Mysql – Database choice for efficient read-heavy application and millions to billions of datapoints

database-designmongodbMySQL

I am asking for suggestions what DB systems would best fit my use case.
I am developing an analytical tool that queries millions of documents. Documents are loosely related, they can be represented well in a SQL database. They can also be represented in NoSQL using embedded documents. It is important queries are processed very efficiently, within couple seconds if possible.

The total size of the database is expected to be 500GB+, most likely between 1-2TB.
There could be millions to billions of rows depending on the structure of the database (amount of columns in SQL or how embedded the documents would be in Mongo).
Databases I've looked at/modeled were MongoDB and MySQL or MariaDB. MongoDB would include lots of duplicated information for each player document (Game characteristics). Whereas MySQL or MariaDB could be used as SQL with game table and player_game table describing each event.

The data represents player actions across different stages in a single game. There are up to 4 different stages. There are multiple actions and action opportunities for those actions which are necessary to be stored. On top of that, each action can have a single-word description.

Example Query #1:
"how often does a player take action A given the he had the opportunity to take action A in a game with characteristics X, Y and Z".

Query could look like:

SELECT SUM(action_1)/SUM(action_1_opp) FROM player_game 
WHERE action_1_opp = 1 

with characteristics

SELECT SUM(action_1)/SUM(action_1_opp) FROM player_game p
INNER JOIN game g on p.game_id = g.game_id
WHERE p.action_1_opp = 1 AND g.player_count = 5

Example Query #2:
"how often does a player take action B given that he also took action A with description some_description"
There are millions of those game documents/rows, and multiple players for each game, therefore player_game table could grow to billion of rows.

query
If wide columns are not used, this will probably require a self join because we need to find multiple actions from the same game and make sure action A happened. If we need to filter for multiple actions that happened in the same game (likely query), it might require multiple self joins.

If wide columns are used, each action has its own column so we only check whether it's set to 1.

Example Query #3:
"how often does a player that has played the game for x amount of time took action A?"

SELECT SUM(A)/SUM(A_opp) FROM player_game 
INNER JOIN player on player_game.player_id=player.player_id 
WHERE player.time_played > 10000 

Example Query #4:
"how did a player P1 respond to action X played by player P2 with statistics XYZ?

It would require either storing who took each action (adding to the amount of columns) or a separate table tracking who took each action. Then we will require one join to pull player statistics and another to see who took each action (if separate table is used to store that).

Question 1:
Can MySQL or MariaDB handle that type of load, given that a JOIN would be sometimes necessary from game table or player table (those table would be much smaller than the game_player collection).

Question 2:
If SQL is the answer, is it better to have 100 columns for each player_game row with stage_1_action_1, such as:

game_id | player | stage1_action_1 | stage_1_action_2

Stages/actions would have more descriptive names, these are just examples to give you idea of the schema.
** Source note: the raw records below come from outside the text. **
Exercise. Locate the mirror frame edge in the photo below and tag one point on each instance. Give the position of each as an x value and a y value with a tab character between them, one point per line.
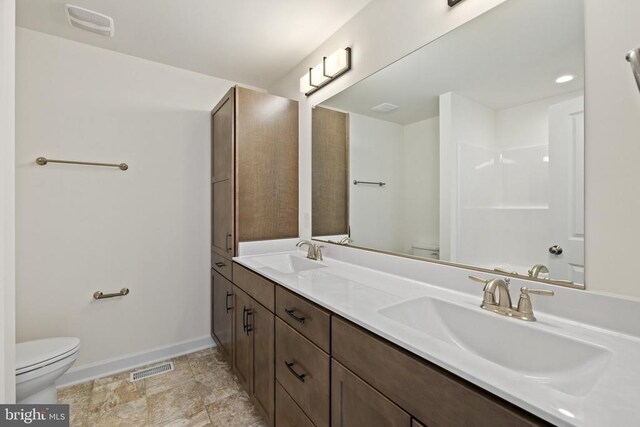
577	286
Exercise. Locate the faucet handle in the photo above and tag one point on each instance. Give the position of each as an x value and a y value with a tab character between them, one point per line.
524	309
479	279
543	292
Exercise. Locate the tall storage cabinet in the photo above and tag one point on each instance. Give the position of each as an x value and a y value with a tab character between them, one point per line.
254	196
254	170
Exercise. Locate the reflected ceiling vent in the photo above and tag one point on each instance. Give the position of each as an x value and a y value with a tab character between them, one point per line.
89	20
385	107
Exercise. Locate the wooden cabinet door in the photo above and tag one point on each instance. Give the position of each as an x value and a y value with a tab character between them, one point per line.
222	135
330	172
355	403
243	348
266	156
222	312
222	223
261	326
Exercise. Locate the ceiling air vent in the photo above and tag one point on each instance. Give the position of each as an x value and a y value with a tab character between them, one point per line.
385	108
89	20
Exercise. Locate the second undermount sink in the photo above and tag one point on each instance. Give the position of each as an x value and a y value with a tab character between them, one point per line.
288	263
564	363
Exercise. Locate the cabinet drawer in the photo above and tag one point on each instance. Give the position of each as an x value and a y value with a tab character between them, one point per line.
288	414
302	369
305	317
255	285
355	403
431	394
222	265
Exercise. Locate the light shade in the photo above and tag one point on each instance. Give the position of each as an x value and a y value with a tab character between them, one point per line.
332	66
565	79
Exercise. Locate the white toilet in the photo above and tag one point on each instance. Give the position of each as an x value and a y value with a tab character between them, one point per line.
39	364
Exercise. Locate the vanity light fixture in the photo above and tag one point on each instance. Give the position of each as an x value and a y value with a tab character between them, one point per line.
331	67
565	79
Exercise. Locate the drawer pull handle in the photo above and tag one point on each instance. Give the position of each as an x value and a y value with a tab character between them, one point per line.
247	327
297	375
226	301
292	312
245	310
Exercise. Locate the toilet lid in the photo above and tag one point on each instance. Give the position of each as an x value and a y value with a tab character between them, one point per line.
33	354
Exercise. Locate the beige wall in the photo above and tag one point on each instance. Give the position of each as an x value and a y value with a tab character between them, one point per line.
612	148
386	30
7	201
82	229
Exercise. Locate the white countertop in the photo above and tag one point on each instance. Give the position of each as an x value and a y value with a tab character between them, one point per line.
358	293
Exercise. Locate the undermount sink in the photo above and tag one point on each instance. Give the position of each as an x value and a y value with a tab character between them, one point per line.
566	364
288	263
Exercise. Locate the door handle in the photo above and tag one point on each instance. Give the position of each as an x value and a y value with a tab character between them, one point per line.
226	301
291	312
293	371
555	250
244	318
249	327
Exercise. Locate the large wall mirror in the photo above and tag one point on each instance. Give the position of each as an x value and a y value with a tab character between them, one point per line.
469	150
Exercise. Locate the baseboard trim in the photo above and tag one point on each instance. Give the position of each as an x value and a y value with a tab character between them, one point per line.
108	367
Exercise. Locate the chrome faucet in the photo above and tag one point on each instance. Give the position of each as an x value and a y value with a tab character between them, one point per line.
524	310
345	240
537	269
314	252
489	301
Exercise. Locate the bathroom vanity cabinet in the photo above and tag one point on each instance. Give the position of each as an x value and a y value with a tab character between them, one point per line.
306	366
222	312
253	334
254	196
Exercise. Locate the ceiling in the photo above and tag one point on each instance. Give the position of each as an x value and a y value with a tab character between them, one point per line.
509	56
255	42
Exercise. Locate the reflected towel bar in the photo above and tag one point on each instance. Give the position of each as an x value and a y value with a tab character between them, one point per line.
43	161
356	182
100	295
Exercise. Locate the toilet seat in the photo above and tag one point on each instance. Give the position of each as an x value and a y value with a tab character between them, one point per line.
32	355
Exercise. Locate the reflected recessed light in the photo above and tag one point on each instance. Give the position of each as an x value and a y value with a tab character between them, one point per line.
565	79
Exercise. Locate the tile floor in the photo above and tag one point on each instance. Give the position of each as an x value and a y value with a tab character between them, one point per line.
200	391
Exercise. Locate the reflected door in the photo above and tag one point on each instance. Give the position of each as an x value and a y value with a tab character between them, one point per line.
566	203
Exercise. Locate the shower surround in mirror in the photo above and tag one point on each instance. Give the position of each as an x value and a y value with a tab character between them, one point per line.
483	158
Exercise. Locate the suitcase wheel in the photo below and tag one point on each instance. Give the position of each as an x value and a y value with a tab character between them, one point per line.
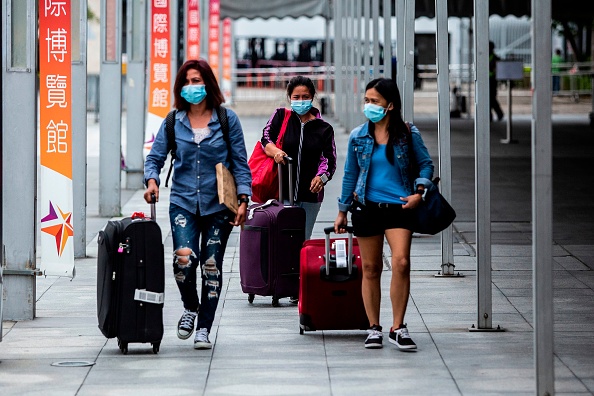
123	347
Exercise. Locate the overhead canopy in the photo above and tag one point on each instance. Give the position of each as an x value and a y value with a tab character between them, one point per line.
564	10
251	9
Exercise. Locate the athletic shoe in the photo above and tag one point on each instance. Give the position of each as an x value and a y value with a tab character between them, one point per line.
185	326
401	338
201	340
375	337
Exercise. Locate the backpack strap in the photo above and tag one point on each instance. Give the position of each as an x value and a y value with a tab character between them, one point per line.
171	145
224	121
170	130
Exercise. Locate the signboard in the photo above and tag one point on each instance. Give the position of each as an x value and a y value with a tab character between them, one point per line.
193	30
55	118
159	100
509	70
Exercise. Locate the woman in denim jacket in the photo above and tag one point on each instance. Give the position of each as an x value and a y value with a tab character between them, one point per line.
200	225
386	172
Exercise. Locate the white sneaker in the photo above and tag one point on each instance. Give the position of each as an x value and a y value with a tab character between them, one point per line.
185	326
201	340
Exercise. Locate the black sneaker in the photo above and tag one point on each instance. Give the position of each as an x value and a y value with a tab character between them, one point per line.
185	326
375	337
401	339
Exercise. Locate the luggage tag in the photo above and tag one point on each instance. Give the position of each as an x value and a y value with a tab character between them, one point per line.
341	256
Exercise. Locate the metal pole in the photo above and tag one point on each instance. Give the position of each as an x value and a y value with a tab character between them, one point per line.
338	80
400	16
79	125
136	92
409	60
349	6
445	158
367	45
375	30
327	63
508	123
482	165
388	38
542	199
110	127
360	53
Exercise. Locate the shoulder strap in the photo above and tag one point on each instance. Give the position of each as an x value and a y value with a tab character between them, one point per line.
224	121
281	134
171	144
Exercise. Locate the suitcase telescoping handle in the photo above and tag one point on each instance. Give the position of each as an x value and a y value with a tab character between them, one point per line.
153	209
289	161
329	230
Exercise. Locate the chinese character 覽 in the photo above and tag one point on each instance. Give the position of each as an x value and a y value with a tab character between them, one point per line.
56	137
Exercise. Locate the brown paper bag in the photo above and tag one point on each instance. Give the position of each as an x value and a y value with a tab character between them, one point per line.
226	187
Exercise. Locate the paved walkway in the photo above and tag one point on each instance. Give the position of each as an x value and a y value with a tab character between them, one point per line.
258	349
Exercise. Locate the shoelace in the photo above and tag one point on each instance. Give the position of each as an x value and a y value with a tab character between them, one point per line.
404	332
374	333
202	335
188	319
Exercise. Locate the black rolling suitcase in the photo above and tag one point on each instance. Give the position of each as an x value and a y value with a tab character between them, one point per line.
131	281
269	247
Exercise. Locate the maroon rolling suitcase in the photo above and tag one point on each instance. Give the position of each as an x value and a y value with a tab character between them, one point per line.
330	285
269	247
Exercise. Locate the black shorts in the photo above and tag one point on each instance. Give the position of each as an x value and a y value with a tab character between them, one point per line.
374	219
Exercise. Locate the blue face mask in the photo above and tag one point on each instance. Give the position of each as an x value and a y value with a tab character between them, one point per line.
193	94
301	106
374	113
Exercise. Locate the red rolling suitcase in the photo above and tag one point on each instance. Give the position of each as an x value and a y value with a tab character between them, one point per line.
131	281
269	247
330	285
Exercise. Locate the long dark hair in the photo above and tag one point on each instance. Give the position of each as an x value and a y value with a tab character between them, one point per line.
397	129
298	81
214	97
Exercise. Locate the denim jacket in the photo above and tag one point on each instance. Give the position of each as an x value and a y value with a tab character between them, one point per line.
358	159
194	182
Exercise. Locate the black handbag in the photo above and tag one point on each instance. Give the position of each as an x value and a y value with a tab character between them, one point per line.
435	214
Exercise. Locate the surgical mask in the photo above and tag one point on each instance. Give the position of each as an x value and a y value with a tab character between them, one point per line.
193	94
301	106
374	113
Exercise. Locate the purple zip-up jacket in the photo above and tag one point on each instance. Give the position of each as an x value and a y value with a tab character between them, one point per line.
312	147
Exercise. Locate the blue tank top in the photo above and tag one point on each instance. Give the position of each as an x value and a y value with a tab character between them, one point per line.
384	182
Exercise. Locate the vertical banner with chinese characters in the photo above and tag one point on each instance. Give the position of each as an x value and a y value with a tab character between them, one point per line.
56	202
193	30
213	36
227	60
159	100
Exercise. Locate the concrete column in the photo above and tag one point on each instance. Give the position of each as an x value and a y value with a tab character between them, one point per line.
542	199
135	91
110	93
19	158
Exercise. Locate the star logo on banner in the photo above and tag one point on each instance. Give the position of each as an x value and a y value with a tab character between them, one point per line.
61	228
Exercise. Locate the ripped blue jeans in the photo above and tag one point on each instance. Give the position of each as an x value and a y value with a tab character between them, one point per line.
191	252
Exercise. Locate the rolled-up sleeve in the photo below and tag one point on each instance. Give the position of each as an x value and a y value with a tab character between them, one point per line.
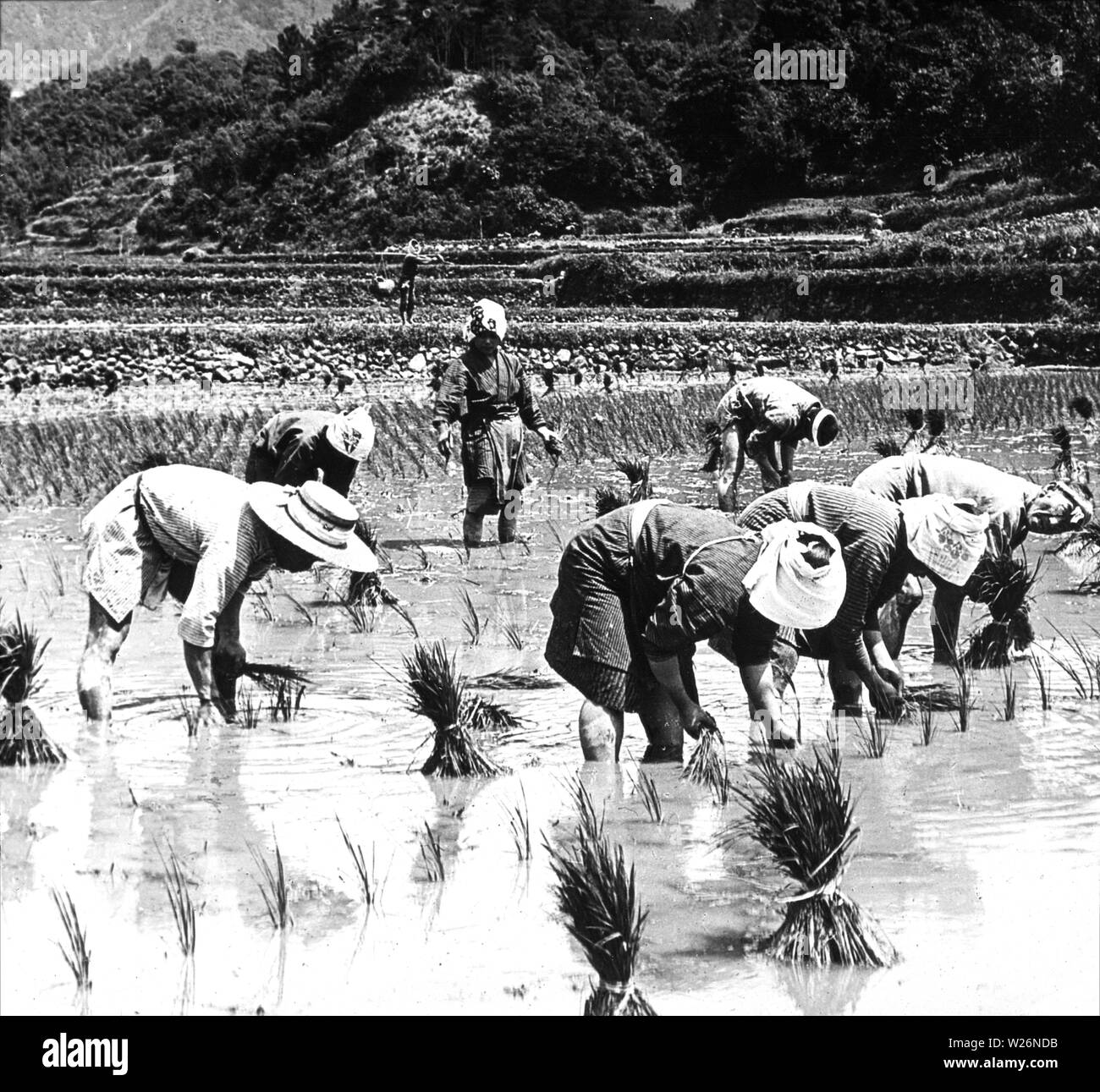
452	389
227	563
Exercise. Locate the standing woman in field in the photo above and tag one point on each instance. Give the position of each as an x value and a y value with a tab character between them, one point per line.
766	418
487	389
641	585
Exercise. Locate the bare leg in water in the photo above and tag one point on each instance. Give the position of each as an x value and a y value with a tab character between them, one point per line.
95	682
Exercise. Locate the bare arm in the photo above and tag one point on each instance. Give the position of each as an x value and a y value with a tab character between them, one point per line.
760	686
693	717
201	667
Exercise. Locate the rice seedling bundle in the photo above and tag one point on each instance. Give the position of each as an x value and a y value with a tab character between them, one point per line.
802	815
22	738
439	693
595	892
1004	584
707	765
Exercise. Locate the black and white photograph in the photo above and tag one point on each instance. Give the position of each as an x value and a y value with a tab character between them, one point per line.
550	508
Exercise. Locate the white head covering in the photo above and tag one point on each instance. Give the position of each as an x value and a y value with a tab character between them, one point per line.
784	587
820	418
487	316
947	539
316	519
352	433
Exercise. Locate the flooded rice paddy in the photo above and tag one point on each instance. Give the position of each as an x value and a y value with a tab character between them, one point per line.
979	853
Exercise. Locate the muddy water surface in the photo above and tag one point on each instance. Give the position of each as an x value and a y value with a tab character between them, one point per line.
979	853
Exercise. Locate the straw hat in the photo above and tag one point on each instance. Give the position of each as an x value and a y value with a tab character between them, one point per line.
316	519
487	316
352	435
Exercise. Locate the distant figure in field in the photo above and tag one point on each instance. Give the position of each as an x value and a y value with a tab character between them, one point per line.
296	447
487	391
765	418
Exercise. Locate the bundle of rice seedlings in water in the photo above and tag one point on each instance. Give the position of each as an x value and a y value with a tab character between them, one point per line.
1081	552
712	446
707	765
802	815
22	739
1004	584
914	418
1064	464
595	892
439	693
270	675
366	589
938	697
637	473
1082	406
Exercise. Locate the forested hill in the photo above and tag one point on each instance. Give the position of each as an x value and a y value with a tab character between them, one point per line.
449	117
113	31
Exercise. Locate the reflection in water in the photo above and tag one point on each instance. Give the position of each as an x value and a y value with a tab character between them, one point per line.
824	991
978	845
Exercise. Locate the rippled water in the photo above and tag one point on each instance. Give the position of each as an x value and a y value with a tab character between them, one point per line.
979	853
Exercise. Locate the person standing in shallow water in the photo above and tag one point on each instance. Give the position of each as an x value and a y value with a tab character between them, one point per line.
487	391
766	418
228	535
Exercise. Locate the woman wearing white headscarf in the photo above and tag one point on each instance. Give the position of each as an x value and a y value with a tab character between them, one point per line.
1015	507
487	389
883	545
641	585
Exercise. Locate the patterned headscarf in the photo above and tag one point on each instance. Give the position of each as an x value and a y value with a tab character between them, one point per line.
487	316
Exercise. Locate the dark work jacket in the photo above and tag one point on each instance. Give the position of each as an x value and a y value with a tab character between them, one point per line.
292	447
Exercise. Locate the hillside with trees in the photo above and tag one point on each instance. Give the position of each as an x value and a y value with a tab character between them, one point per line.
393	118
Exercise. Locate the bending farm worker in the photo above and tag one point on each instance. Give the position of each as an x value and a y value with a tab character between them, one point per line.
297	447
223	535
487	391
1015	508
883	543
766	418
641	585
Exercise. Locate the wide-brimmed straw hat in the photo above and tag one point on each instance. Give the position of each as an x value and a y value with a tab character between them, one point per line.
487	316
316	519
825	428
352	435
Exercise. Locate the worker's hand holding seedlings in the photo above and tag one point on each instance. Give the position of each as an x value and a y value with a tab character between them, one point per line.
693	717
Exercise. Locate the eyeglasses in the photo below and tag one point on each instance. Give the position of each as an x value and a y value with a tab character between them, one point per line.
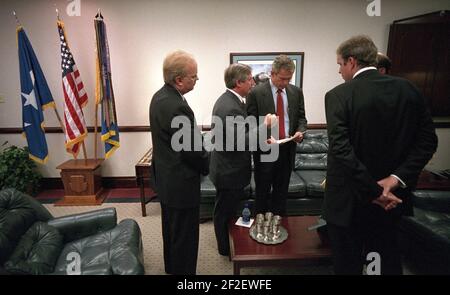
193	77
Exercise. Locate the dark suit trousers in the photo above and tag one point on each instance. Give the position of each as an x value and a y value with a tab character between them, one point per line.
227	202
372	230
276	176
180	229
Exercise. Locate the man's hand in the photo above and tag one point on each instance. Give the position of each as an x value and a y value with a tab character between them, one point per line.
270	120
389	184
388	202
298	137
271	140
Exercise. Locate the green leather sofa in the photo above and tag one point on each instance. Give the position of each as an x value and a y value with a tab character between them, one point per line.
425	237
32	241
306	190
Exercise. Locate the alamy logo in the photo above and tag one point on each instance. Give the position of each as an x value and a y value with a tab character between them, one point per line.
74	263
236	134
74	8
374	266
374	8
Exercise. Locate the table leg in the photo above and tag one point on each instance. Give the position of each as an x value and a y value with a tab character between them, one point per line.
141	188
236	269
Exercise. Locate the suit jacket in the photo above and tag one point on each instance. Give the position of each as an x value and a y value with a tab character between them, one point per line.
230	169
260	102
378	125
176	173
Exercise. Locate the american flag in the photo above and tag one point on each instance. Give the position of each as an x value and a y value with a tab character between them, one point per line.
75	97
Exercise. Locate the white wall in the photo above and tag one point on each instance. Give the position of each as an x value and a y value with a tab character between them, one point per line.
142	32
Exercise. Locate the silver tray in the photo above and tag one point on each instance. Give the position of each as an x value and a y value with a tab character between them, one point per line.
270	240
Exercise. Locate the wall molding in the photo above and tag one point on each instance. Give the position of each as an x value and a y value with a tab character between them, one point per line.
135	129
90	129
125	129
107	182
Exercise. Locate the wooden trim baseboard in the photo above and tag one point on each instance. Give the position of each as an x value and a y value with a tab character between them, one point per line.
90	129
107	182
131	129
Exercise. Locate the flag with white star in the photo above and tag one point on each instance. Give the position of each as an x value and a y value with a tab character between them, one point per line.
75	97
36	96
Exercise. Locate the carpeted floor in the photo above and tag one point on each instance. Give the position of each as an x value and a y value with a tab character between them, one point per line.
209	261
117	195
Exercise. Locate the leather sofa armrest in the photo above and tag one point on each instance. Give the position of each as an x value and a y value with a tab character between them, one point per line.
126	252
78	226
438	201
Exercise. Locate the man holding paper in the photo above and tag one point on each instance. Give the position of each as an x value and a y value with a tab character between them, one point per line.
277	96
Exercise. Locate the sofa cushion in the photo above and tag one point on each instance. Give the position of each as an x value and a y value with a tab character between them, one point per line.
37	251
314	182
208	190
297	187
315	141
17	213
116	251
310	161
438	201
431	227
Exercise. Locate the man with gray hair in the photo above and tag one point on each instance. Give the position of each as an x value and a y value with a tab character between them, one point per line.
279	97
380	138
177	173
230	167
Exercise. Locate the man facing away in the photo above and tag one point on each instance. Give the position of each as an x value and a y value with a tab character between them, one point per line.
383	63
178	163
380	138
230	166
278	97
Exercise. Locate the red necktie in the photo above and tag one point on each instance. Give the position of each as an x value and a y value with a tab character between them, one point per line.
280	114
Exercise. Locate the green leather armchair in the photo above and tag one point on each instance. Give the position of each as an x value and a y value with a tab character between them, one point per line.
33	242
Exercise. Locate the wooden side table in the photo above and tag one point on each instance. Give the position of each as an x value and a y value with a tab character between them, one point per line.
143	174
430	181
82	183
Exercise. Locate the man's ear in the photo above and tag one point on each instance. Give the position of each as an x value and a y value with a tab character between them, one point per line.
352	61
178	80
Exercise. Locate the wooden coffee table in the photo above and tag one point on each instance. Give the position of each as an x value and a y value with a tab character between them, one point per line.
302	247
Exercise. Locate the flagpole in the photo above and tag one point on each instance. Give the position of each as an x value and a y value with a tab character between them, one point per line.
57	114
95	131
17	19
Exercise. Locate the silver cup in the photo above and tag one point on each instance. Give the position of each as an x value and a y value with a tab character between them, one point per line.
269	216
259	218
276	231
259	231
266	230
277	219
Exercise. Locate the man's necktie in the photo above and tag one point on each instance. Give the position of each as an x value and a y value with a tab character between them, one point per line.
280	114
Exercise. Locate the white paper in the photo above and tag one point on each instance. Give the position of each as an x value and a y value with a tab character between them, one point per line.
239	222
281	141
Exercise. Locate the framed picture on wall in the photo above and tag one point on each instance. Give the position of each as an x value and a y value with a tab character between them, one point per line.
261	62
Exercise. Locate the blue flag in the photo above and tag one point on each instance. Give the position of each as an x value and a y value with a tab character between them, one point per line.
36	96
104	91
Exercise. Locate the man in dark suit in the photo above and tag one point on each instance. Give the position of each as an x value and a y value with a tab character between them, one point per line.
177	163
230	166
380	138
279	97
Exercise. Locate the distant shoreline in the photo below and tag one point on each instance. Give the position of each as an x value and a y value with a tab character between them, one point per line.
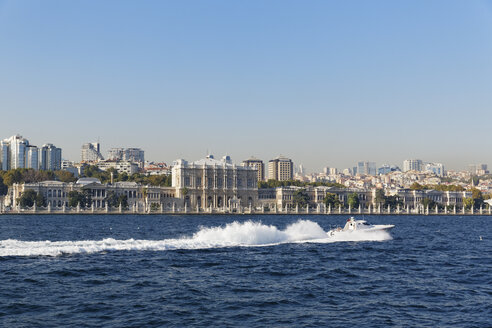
313	213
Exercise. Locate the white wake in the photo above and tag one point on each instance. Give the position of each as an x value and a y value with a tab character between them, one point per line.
247	233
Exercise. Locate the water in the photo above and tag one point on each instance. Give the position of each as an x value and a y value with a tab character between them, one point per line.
275	271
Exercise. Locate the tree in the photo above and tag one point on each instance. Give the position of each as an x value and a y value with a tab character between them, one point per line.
29	197
332	200
275	184
468	203
380	197
112	199
427	202
393	201
83	198
123	200
416	186
353	200
477	198
300	198
3	187
11	177
65	176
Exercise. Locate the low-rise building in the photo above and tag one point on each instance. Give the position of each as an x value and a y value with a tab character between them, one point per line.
215	183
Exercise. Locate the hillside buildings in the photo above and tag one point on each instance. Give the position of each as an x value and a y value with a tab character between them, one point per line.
135	155
412	165
50	158
120	166
258	165
281	169
17	153
366	168
91	152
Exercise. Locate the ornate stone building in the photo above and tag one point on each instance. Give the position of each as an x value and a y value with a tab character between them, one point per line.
215	183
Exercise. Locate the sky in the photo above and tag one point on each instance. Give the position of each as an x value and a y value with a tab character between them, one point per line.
326	83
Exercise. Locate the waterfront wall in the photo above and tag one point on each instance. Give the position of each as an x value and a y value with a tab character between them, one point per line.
178	210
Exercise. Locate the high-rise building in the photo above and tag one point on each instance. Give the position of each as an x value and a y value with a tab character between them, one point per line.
4	155
91	152
479	169
32	157
436	168
14	152
257	164
50	158
330	170
366	168
281	169
412	165
126	154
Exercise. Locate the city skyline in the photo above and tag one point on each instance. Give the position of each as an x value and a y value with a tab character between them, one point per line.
359	166
323	83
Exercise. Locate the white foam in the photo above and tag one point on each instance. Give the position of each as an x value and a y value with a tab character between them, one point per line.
247	233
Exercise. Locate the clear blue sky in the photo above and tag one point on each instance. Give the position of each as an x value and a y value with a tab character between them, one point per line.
327	83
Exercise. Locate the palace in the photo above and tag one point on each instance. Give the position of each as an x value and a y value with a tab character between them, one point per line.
215	183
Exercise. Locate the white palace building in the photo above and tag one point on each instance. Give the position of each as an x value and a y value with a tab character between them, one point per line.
215	183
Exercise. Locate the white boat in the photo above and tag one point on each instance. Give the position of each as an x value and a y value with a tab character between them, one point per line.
359	225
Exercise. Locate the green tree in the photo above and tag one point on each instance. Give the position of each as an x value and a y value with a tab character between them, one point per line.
83	198
300	198
275	184
427	202
65	176
111	199
12	176
380	197
332	200
393	201
353	200
468	203
29	197
123	200
416	186
477	198
3	187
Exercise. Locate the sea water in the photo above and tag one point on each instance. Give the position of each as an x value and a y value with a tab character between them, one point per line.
248	271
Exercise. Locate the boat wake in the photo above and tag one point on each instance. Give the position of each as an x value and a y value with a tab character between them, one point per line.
247	233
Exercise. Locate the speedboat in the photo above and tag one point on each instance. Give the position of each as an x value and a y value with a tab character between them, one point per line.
359	225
Or is it better to have a separate column for stage and cut the column by a factor of 3 but double to triple the amount of rows? Such as:

game_id | player | stage | action_1

Question 3:
The architecture looks very similar to a data warehouse star schema but since it's likely to be only up to 1-2TB in size, is that something that columnar storage would be worth trying out? MariaDB comes with columnar storage engine but I am unsure if it is open-source (much more preferable).

Thank you so much for taking your time to read through the post.

If there are other system than Mongo, Maria, I'd appreciate the input. Cassandra is another column store that could be worth considering.

Best Answer

For question 1 MariaDB or MySQL should be able to handle what you describe with no problem. In part the speed of your queries will be based on indexing your tables properly.

For question 2 without a doubt the 2nd choice is the better one. One row for every player, stage and action. Again, proper indexing is going to be key to reasonable query times.